Super macht es seinem Publikum nicht leicht mit diesem fulminanten Genre-Spagat. Aber er funktioniert. Nicht zuletzt Dank des großartigen Casts: Rainn Wilson darf sich als selbsternannter Rächer die Seele aus dem Leib freaken, Ellen Page als Freundin und späterer Sidekick Boltie wandelt leichtfüßig von sympathischem Nerd zu erschreckender Amokläuferin, Kevin Bacon darf das, was er am besten kann – fies sein – und Rob Zombie hat einen kurzen – aber erinnerungswürdigen – Auftritt als Gott persönlich. Nicht nur Dank des Casts, sondern ebenso wegen der schnittigen, hippen Inszenierung, der eleganten Schnitte und des bunten Look&Feels bewegt sich Super trotz manchem expliziten, überdeutlichen und realistischen Gore-Effekts, trotz Vergewaltigungsszene und dunklen Wahnvorstellungen, trotz einer pesismistischen Grundstimmung die dem Geschehen immament ist, stets auf Unterhaltungspfaden. Klar, das zu Sehende ist mitunter brutal, abgefuckt, räudig, deprimierend… aber eben ungemein locker inszeniert, sau witzig und auch immer schön in Adrenalin getaucht.
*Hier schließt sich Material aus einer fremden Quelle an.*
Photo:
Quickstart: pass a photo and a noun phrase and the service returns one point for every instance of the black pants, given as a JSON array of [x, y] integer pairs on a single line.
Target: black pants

Das ist wohl die größte Leistung von Super: Er macht Spaß. Mehr Spaß als der brave Kick-Ass. Und das obwohl er im Grunde genommen weitaus perfider und thematisch schwerer ist. Dadurch wird er zum perfekten dark-what-the-fuck-entertainment-trip für Nerdfilm-Liebhaber und Freunde von abseitigen Filmen. Super ist mit Sicherheit nicht, was man bei dem Plakat und den Trailern erwartet, dafür aber umso wertvoller und großartiger. Endlich wieder richtig großes, wagemutiges und unterhaltsames Indie-Kino made in USA… Und jetzt gebt dem verdammt nochmal endlich einen Deutschland-Start!